Let's Encrypt and Heroku [Solved]


[Moderator’s note: Heroku recently announced automatic integration with Let’s Encrypt]


I’m really new on using SSL certificates, and I don’t have much experience on it. If possible, can anyone help me or explain me if it’s possible to use Let’s Encrypt with Heroku, and how?

Thank you so much.

Best regards,

Help finding outdated documentation


I’m having the same issue. I tried:

$ sudo heroku certs:update /etc/letsencrypt/csr/0000_csr-letsencrypt.pem /etc/letsencrypt/keys/0000_key-letsencrypt.pem
Resolving trust chain... failed
 !    No certificate given.


For now you’ll have to use the http-01 challenge in manual mode and deploy the necessary files to your Heroku instance.


Could you be explicit about which commands I need to run?

How do I [quote=“jhass, post:3, topic:4272”]
use the http-01 challenge in manual mode

Pretend I don’t know what http-01 means, because I dont :slight_smile:

Thank you!


Well, thanks for being cavalier. I’m close to just using a different tool (cloudflare) & being done with this.

But I’ll spend a bit more time learning some things that I probably won’t use again.

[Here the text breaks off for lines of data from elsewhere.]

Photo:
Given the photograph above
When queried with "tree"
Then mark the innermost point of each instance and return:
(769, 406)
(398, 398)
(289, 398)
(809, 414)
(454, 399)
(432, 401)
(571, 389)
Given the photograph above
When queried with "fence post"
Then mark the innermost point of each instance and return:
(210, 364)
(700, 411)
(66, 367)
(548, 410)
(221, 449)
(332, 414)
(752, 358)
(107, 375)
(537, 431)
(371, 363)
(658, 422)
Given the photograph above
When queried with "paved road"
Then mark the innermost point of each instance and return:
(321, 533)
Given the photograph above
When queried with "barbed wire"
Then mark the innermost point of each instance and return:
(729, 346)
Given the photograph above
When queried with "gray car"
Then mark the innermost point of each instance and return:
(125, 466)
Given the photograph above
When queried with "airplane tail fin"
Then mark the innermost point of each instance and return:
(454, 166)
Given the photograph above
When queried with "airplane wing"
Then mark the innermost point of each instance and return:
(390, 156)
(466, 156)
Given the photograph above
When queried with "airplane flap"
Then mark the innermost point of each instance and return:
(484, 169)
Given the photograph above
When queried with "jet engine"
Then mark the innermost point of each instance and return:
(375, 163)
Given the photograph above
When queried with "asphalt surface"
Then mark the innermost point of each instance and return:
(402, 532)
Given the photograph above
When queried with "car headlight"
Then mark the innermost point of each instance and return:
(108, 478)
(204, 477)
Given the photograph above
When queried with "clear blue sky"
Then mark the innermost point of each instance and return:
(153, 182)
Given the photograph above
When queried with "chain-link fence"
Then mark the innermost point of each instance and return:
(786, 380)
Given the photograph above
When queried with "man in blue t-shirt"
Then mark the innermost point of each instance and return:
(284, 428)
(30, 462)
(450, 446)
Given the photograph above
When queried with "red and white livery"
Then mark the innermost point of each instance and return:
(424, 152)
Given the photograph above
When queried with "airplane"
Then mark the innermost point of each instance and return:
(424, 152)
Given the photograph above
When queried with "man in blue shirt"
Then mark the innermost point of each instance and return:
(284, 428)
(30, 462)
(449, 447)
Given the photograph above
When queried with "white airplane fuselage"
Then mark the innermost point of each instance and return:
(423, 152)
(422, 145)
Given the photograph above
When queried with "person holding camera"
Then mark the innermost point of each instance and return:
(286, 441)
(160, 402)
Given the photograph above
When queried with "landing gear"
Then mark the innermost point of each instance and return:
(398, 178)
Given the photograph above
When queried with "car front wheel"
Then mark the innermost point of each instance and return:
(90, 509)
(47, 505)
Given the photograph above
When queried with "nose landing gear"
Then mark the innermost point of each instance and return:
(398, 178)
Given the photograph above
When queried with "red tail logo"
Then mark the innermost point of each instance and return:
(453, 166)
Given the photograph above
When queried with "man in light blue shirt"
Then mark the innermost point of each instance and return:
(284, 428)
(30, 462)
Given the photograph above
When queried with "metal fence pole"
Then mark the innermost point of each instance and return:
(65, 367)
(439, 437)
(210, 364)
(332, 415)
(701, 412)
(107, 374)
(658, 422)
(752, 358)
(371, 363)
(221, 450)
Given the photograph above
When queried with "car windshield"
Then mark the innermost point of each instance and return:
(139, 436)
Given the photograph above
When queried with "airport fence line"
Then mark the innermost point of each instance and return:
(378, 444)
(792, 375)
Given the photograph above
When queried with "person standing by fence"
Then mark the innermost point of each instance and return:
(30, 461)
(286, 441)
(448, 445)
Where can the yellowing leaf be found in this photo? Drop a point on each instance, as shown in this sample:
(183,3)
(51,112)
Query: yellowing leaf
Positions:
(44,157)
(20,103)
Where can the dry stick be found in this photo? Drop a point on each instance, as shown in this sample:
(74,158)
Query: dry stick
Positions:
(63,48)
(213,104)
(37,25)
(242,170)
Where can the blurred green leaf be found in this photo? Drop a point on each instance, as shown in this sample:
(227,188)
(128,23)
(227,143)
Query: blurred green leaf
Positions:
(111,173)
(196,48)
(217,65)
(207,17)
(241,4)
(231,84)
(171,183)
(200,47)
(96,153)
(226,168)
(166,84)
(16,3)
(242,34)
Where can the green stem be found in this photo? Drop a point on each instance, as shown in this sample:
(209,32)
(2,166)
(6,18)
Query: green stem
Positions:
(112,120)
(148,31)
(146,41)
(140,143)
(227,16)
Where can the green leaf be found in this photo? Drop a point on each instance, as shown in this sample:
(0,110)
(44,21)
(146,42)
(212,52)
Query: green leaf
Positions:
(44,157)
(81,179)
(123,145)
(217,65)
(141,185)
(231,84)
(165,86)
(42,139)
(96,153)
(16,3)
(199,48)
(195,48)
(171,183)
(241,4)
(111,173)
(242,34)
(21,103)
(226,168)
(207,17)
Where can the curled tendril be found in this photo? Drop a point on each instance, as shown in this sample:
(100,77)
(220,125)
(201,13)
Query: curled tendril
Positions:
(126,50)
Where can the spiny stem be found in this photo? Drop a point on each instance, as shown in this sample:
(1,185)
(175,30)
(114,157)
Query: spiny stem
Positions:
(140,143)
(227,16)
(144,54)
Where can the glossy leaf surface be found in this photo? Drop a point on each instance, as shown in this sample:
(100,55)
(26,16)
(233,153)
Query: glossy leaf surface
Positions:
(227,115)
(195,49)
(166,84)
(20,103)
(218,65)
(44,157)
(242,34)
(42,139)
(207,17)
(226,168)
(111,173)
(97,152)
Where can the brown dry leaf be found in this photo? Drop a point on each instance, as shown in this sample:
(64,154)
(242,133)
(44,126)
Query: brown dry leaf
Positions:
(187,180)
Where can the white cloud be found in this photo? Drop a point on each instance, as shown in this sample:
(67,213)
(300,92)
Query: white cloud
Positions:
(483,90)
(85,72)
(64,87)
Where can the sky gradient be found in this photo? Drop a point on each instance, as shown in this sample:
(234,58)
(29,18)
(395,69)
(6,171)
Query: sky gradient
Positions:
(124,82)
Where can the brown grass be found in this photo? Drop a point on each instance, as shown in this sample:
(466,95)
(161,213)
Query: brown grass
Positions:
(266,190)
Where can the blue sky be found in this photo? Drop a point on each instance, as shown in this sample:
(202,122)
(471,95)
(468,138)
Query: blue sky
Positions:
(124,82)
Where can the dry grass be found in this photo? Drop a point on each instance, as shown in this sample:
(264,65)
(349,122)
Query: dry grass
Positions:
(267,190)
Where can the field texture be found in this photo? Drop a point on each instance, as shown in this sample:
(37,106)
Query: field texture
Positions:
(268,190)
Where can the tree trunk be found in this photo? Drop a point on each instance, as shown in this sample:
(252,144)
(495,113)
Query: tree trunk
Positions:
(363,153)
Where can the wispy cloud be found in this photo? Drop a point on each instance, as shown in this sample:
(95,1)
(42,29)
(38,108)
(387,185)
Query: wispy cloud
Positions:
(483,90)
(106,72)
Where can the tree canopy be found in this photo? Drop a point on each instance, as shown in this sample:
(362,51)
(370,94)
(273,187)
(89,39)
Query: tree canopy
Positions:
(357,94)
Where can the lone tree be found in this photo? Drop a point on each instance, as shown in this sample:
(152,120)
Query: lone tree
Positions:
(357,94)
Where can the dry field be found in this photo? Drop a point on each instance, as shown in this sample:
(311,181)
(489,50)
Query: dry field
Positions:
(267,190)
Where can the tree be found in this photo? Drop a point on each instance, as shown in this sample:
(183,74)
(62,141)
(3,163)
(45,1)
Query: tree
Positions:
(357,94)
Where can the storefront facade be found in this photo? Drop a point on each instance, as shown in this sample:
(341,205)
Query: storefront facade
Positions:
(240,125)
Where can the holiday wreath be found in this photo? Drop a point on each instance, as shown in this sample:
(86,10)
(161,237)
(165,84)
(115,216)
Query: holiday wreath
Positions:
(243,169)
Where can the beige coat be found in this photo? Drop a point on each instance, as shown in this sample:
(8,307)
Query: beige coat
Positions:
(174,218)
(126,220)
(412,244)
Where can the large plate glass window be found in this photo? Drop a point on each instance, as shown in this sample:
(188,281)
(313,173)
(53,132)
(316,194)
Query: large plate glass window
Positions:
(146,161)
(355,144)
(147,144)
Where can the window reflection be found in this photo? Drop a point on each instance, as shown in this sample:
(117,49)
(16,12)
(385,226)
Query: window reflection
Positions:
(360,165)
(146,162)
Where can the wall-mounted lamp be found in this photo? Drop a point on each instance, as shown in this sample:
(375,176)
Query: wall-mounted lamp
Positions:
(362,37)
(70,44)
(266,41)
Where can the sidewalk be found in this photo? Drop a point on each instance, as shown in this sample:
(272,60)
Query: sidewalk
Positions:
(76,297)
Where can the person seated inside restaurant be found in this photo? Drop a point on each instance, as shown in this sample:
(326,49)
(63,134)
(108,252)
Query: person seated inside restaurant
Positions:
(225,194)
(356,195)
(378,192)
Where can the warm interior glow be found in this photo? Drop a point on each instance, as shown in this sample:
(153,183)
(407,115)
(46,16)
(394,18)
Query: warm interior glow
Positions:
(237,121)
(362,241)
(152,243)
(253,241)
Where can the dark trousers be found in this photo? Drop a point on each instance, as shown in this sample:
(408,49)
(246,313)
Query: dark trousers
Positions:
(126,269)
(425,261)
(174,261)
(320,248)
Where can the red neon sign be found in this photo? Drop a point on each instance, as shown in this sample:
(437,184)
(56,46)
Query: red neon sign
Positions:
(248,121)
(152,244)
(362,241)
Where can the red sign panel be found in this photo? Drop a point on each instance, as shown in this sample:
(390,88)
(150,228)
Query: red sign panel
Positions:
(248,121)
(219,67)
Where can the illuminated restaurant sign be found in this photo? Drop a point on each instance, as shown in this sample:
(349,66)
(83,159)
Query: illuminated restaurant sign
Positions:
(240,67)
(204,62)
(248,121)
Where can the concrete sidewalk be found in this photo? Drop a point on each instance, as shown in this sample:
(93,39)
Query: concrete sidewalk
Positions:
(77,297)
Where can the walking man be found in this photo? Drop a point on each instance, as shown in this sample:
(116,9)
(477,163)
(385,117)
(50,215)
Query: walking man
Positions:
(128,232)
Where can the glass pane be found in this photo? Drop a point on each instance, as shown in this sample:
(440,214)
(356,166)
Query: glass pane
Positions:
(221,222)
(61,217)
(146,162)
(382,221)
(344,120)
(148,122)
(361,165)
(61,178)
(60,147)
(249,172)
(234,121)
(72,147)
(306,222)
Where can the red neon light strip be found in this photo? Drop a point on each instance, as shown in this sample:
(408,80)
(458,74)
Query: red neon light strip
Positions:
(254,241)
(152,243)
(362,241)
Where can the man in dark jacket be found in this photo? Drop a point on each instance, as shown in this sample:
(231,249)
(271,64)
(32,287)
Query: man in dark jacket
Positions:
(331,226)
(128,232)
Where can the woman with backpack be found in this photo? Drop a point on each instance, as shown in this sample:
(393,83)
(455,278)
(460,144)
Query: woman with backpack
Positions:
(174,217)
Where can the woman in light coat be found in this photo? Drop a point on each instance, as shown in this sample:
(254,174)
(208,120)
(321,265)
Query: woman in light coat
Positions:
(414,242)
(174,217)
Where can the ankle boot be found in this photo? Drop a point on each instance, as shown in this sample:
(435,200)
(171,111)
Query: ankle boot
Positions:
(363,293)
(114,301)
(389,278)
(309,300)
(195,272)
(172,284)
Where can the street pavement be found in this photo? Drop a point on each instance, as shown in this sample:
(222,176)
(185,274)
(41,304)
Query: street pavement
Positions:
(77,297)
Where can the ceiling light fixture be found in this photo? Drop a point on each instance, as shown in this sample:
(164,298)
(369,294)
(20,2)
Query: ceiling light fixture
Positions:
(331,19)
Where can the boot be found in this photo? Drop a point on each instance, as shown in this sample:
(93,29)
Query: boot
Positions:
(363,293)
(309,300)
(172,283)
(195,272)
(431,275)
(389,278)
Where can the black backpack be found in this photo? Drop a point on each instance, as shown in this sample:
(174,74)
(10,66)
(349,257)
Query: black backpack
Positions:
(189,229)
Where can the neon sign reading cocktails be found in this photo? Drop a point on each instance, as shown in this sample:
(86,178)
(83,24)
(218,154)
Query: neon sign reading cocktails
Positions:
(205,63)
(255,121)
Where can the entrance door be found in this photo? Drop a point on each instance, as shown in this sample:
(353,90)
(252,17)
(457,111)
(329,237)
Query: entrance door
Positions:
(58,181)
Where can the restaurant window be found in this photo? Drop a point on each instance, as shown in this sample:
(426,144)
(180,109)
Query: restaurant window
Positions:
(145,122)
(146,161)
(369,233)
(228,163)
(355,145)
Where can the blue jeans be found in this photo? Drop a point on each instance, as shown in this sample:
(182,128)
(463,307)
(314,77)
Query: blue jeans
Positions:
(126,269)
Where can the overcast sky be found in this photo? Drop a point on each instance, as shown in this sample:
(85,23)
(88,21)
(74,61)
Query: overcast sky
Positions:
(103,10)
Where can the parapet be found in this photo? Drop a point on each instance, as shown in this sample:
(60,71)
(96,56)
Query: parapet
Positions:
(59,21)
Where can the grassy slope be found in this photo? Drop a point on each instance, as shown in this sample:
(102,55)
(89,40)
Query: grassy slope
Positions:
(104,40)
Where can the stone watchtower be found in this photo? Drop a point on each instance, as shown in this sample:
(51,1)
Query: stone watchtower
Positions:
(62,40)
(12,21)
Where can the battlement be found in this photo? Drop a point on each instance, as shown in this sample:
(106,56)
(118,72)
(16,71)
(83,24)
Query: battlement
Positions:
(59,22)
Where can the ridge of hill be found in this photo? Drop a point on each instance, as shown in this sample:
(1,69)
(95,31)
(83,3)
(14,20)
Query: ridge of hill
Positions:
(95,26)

I don’t know what the ACME spec is.

I assume you mean.

I googled http-01 & it seems like it’s specific to letsencrypt.

http-01 is not in


I’m confused…Could you help me another clue?


I’ll take vague over nothing (aka assuming I’ll magically know your implicit thoughts) :wink:


You seem to have found the relevant spec via my pointers fast enough.


I found it, true.

However, http-01 is not in there. I’m just trying to solve a problem. I don’t feel like I need to learn how everything in the internet works to minute detail to solve my problem; Particularly when there are domain experts (i.e. you).

Saying rtfm is all fine & good, however sometimes you need to wtfm in a sufficient way first. Good thing we have a technology called search engines, which will help the next person who is attempting the same thing I am. That person can reference this topic!

I did what I thought was appropriate research before asking.

Thank you for clearing up the unknowns.


Meh, looks like there are still a lot of outdated versions in the search results, the most up-to-date one is at https://github.com/ietf-wg-acme/acme/blob/master/draft-ietf-acme-acme.md#http


Yes, expressing things is hard because context is implicit…

I’ll do my best to read this doc, build, & express the context to what you said, if you aren’t willing to.


if you’re using Ruby on Rails you could try letsencrypt-plugin:

and then please follow Heroku guide:


I’m using node.js & I found the carefully guarded answer; so I’m a cool kid now B-)

./letsencrypt-auto certonly --manual -d <your-domain>

This opened an interactive command line dialog.

Note that I had to deploy a file in <webroot>/.well-known/acme-challenge/<filename-given-by-command> with the contents specified by the interactive letsencrypt-auto command.

I then ran:

sudo heroku certs:update /etc/letsencrypt/live/<your-domain>/cert.pem /etc/letsencrypt/live/<your-domain>/privkey.pem

Note that <your-domain> is specified in the letsencrypt-auto command.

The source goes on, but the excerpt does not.